È stata questa l'intuizione di Giuseppe Scopelliti. L'ex sindaco è diventato idolo delle folle votanti perché si presentava a palazzo San Giorgio, sede del municipio, con la Vespa e gli zoccoli Pescura. Era strafottente, come un reggino deve essere, ma era anche moderno. Portava in via Marina i grandi artisti dell'italian variety e Mario Cipollini con il Giro d'Italia, Valeria Marini e Belén, oltre a 'digei' di ogni foggia e misura. Era il rito abbreviato verso l'up-to-date, che ha consentito agli amministratori pubblici di saltare problemi di strutture, di sanità, di disoccupazione e ai cittadini di comprare fuoristrada 4x4 su vasta scala con il credito al consumo.
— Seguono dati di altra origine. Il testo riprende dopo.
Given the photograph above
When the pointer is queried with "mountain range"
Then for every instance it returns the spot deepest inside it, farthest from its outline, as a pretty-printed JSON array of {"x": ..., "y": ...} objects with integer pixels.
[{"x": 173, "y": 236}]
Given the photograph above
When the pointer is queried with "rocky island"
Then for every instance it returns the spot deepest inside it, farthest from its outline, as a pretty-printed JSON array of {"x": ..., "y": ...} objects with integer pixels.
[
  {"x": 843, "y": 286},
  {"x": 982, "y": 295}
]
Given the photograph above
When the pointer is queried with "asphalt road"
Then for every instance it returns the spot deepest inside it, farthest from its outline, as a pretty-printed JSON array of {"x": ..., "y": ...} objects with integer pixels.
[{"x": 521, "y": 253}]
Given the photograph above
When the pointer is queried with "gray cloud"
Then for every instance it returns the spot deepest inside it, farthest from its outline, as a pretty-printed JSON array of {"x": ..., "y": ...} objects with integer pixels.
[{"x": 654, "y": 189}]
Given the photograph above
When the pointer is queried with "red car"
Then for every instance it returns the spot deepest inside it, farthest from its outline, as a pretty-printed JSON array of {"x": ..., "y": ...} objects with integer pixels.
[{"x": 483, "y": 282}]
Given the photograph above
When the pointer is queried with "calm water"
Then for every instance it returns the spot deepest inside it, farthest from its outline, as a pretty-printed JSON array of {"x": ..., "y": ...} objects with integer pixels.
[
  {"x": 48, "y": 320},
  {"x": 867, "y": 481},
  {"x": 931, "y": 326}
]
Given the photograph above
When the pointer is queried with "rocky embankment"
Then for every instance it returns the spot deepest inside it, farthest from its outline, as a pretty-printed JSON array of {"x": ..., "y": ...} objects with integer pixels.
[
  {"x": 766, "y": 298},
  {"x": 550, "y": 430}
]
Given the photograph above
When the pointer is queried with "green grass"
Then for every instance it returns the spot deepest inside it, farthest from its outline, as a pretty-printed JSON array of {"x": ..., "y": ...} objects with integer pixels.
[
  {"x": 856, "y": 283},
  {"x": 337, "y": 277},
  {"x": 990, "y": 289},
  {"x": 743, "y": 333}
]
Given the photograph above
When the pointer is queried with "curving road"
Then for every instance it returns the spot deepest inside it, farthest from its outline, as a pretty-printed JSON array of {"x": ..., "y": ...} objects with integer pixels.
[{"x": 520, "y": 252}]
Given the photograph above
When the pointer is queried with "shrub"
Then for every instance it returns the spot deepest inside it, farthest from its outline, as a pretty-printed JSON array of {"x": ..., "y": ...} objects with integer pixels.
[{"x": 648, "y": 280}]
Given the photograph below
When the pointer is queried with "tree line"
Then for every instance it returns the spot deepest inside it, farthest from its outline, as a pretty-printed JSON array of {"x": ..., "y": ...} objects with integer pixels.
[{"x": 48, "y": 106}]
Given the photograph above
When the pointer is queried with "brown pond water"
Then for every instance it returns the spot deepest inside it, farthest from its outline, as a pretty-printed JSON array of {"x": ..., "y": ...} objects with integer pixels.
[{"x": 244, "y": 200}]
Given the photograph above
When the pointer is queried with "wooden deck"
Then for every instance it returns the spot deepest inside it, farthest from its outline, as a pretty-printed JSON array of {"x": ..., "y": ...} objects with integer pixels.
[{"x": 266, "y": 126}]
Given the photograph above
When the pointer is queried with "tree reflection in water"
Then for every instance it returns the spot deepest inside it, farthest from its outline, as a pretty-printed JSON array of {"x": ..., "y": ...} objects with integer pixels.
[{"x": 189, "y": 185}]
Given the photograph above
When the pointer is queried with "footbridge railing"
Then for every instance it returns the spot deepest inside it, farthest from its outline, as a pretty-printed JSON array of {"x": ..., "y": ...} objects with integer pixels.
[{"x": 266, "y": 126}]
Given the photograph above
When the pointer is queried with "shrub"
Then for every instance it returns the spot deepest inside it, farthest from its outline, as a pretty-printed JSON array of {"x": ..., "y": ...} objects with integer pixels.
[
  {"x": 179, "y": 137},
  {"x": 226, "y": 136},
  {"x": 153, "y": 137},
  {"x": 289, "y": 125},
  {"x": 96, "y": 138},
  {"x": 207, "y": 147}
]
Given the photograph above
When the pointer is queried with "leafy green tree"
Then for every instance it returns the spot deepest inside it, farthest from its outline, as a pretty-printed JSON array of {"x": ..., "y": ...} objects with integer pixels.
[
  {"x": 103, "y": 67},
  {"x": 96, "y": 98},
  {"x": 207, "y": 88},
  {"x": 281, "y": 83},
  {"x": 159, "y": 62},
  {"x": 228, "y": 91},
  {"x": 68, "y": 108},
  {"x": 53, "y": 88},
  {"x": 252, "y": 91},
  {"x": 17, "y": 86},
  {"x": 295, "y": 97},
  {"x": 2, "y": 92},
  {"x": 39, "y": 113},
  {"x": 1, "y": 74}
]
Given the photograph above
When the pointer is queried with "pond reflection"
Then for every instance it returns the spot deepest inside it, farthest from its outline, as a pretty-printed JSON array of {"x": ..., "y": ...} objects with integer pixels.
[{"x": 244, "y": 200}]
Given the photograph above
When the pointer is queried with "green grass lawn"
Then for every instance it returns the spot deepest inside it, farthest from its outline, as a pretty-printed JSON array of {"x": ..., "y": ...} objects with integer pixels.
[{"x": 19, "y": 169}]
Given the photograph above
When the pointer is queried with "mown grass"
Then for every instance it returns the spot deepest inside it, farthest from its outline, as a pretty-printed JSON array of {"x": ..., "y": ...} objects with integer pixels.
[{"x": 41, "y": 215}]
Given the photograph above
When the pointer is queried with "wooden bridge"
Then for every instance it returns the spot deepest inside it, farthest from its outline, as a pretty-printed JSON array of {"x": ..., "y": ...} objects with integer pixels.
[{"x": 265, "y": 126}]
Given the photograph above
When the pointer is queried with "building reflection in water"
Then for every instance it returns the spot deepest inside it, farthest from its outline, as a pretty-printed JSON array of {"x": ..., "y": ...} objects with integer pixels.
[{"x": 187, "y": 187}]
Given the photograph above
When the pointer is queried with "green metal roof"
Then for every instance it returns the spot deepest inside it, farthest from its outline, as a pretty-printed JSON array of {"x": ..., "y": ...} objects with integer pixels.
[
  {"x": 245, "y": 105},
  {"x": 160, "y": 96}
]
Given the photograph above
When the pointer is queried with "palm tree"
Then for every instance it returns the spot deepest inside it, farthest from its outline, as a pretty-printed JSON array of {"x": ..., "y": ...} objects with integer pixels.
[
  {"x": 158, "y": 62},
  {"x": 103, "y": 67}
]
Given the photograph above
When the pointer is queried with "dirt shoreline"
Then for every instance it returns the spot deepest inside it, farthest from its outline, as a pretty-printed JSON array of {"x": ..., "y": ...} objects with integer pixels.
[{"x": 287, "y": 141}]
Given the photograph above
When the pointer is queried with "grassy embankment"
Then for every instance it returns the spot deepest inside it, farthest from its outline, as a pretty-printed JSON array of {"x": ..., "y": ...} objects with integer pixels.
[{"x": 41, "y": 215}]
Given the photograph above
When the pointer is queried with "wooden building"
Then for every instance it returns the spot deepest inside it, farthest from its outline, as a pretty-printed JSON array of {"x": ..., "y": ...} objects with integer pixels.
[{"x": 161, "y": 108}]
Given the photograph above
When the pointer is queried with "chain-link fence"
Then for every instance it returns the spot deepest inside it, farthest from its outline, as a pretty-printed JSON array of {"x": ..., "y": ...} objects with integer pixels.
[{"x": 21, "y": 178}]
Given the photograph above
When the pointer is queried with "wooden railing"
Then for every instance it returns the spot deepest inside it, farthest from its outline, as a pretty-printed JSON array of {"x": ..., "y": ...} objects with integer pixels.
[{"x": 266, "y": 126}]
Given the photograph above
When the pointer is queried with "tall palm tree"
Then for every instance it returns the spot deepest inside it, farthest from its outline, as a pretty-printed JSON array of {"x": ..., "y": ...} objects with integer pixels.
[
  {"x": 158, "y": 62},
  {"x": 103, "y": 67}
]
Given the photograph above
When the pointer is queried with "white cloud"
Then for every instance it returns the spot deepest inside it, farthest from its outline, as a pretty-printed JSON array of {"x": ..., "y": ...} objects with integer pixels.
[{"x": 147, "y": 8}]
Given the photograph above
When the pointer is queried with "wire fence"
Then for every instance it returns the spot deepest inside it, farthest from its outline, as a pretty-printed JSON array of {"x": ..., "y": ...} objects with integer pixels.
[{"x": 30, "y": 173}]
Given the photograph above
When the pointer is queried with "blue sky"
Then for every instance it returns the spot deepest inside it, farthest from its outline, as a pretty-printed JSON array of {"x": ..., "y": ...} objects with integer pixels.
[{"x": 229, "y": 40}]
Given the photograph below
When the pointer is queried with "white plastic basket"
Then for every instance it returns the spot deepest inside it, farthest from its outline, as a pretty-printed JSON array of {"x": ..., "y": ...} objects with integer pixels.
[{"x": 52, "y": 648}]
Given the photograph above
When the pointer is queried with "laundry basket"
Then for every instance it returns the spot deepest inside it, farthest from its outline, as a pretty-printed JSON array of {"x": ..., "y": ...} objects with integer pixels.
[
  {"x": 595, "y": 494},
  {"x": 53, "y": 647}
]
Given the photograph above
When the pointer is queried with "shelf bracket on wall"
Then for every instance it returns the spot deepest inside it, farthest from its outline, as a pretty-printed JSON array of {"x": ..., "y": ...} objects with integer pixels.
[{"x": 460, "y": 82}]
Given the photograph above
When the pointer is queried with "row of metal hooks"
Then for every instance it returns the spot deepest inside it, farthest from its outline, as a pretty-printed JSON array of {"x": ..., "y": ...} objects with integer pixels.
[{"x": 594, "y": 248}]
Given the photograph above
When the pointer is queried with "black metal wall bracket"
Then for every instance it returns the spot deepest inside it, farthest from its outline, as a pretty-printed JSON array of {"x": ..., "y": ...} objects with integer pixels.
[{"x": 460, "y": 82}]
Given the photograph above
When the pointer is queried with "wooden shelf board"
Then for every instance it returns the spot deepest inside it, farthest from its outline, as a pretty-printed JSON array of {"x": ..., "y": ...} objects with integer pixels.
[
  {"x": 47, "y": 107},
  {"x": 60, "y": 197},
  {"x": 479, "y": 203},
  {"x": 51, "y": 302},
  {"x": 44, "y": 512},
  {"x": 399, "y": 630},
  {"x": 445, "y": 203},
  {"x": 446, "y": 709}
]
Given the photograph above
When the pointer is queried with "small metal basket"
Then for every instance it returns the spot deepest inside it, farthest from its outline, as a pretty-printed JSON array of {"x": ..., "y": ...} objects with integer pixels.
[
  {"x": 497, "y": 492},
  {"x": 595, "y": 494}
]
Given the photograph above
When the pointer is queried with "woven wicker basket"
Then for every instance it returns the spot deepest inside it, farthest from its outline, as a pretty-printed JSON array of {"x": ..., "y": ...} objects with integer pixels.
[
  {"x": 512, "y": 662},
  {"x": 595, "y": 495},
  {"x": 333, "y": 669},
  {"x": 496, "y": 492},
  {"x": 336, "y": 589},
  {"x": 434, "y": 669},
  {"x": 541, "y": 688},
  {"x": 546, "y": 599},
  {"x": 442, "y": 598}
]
Il conto, ai posteri perché, come si dice da noi, "'u cafè è pavatu".

Che si può aggiungere? La società civile, l'incapacità di indignarsi, le consorterie occulte, i coraggiosi che restano e fanno il loro lavoro seriamente. I maccheroni di casa e le olive schiacciate. Tutto già sentito e ripetuto mille volte.

Allora, ripetizione sia. Tempo fa, chi non è nato e cresciuto a Reggio mi faceva pena. Anche adesso.